Portman was also keen to speak about her work as a producer and her interest in animation, mentioning her collaboration with French director Ugo Bienvenu on “Arco,” which picked up the top prize at the world’s biggest animation festival in Annecy and is out this week in France.
She said she was struck by how horizontal and collaborative the animation world could be, with artists often moving fluidly between roles.
Her admiration for collaborative leadership extended to her creative partners. Of “Black Swan” director Darren Aronofsky, she said: “He has such a confidence in his vision, but he’ll always take someone else’s good idea. That combination of confidence and humility – that’s what marks greatness.”

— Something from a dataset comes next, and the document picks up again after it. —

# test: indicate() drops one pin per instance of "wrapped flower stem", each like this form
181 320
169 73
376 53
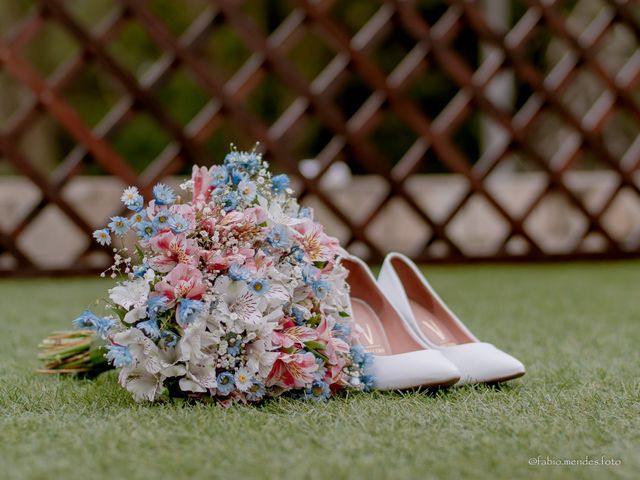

Asked what was left of her cult character of Nina in “Black Swan,” Portman answered straight-faced, “I still do the butt exercises I learned while training” – before switching to French with a flash of humor and a wink to her French audience with perfect comic timing: “les exercices pour le derrière!”
As the conversation came to a close, Portman was asked what advice she would give her 12-year-old self about to shoot “Léon” if she met her today. “Play, have fun,” she said simply.
A retrospective of Portman’s work is screened at Lumière as part of her visit, featuring “Heat,” “V for Vendetta,” “Black Swan,” and “Jackie.”
The Lumière Film Festival runs in Lyon until Oct. 19.